Another gem courtesy of the Canberra Lifeline Book Sale. This special edition of Manoa, a literary journal produced by the University of Hawai’i, is one of the few collections of contemporary (well, reasonably) Nepali writing that I have come across. It contains essays, poetry, short stories, most in translation from Nepali, and photographs. I found it a refreshing collection because, for all my familiarity with Indian literature, Nepali literature has slipped beneath the radar.
Some of the reasons for this are outlined in Manjushree Thapa’s essay, meant as an introduction to this collection (and I’ll come to that again later), called “Reaching One’s Own People, Reaching the World.” Here she traces the progression of modern Nepali literature, which has a comparatively short history, having developed from the mid-nineteenth century. As a literary scholar I found this the most interesting piece in the collection. Literature is rarely something done by an isolated, brilliant intellect disconnected from the practicalities of the real world. Thapa outlines:
“The economic situation in Nepal, one of the poorest countries of the world, also works against the development of its literature. Nepal’s undeveloped and disorganized economy–a mix of agrarian and market systems that keep half the population below poverty level–provides scant reward for the literary writer. The few publishers who are willing to print fiction and poetry offer no royalty payments; more often than not, writers must subsidize their own publication. To support themselves, even the most established writers work as teachers, bankers, lawyers, newspaper columnists, accountants, and editors–or they must rely on patrons or family wealth. For most writers, the purchase of books is beyond their means, and in any case, few books are available in the country. It is humbling to think that almost all Nepali literature is still labouriously written and revised by hand on foolscap sheets.” (p. 68)
Humbling indeed, when one considers that next-door neighbour India is experiencing a publishing boom.
Other themes that emerge through the essays, short stories and poetry of Secret Places are the oppression of women, and the poverty of the countryside. Maya Thakuri’s short story “Trap,” translated from Nepali, is a particularly poignant and memorable story about the trafficking of women and girls for sex work, a major problem in Nepal.
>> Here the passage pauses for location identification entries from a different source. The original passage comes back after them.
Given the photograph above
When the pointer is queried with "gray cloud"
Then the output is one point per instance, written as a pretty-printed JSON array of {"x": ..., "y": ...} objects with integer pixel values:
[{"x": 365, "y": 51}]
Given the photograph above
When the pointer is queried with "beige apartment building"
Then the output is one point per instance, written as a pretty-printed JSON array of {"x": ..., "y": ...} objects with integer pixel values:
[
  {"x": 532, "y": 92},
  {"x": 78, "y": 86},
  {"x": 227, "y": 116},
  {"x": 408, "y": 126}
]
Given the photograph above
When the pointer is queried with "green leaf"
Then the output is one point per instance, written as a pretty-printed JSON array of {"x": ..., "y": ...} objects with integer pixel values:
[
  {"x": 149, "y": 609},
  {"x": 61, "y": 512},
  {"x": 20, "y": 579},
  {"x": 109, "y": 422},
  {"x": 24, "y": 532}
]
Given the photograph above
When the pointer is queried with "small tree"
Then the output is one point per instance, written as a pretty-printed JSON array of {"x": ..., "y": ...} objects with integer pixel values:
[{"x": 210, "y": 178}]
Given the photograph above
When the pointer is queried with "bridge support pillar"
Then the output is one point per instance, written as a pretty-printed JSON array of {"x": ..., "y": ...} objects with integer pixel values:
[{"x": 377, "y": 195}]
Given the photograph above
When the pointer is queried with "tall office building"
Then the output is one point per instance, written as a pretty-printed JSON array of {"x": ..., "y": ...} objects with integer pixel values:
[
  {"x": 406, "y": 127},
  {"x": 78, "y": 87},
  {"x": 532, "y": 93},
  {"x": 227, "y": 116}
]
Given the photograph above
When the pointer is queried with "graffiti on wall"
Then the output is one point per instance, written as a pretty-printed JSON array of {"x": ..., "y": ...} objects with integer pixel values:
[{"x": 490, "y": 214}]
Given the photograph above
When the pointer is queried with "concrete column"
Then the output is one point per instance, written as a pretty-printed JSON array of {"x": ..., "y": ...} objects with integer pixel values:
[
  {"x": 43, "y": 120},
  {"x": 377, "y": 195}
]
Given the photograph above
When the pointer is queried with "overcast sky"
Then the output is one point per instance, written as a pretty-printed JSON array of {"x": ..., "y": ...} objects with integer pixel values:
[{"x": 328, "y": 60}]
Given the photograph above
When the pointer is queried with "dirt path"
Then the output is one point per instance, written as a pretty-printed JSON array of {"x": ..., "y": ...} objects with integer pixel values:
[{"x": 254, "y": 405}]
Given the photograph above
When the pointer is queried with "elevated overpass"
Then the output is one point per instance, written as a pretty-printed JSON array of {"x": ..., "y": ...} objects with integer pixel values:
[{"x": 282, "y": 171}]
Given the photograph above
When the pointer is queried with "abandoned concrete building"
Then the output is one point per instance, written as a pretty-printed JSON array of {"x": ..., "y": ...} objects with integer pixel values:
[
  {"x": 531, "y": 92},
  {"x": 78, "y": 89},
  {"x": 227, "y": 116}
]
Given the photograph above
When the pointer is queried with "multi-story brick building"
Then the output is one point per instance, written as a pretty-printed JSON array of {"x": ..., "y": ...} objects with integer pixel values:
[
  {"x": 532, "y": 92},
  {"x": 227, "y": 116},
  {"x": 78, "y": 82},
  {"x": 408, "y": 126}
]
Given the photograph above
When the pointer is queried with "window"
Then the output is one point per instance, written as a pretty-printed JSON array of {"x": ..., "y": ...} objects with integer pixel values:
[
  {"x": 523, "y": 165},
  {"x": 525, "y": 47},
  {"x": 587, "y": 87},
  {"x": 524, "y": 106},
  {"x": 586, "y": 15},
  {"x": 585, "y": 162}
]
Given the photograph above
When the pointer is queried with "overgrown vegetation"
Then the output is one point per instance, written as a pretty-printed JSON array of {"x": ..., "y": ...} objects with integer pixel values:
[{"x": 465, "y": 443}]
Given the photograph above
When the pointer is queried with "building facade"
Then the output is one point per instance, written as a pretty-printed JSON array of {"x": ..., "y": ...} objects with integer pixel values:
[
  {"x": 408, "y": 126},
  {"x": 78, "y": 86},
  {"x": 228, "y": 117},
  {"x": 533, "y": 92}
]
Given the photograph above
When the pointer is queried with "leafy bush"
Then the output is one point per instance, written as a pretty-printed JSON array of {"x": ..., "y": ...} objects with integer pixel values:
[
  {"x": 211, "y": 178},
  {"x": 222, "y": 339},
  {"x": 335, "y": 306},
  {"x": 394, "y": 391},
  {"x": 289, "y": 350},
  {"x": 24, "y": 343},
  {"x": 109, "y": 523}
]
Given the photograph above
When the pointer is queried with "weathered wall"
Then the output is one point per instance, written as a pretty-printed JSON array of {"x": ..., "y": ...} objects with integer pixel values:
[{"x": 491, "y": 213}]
The Nepali content of Secret Places is excellent, but the editing of the volume overall is simply baffling. Despite the sub-title “New Writing from Nepal,” the fact that a picture of a Nepali temple adorns the front page, and that beautiful black and white photographs of Nepal by Linda S. Connor are interspersed throughout the volume, Secret Places also contains some writing from Japan, Korea and elsewhere. Not in a separate section, but dispersed throughout the Nepali writing. Surely Special Issue means Special Issue, not partly-Special Issue? The worst aspect of this editorial decision was that Thapa’s essay mentioned above, that clearly acts as an introduction to the volume, appears on page 67. Some of the writing she introduces has already been read! Perhaps the editors weren’t anticipating anyone sitting down and reading this journal as a book, from front to back, as I did.
This layout was frustrating and annoying, but did not completely detract from the pleasure of being introduced to this varied literature from a place still under-represented on the world literary scene. It was published quite a long time ago now, in 2001, shortly after Nepal had been through a period of immense turmoil stemming from the murder of several members of its royal family. I hope this collection has not been, nor will be, a one-off.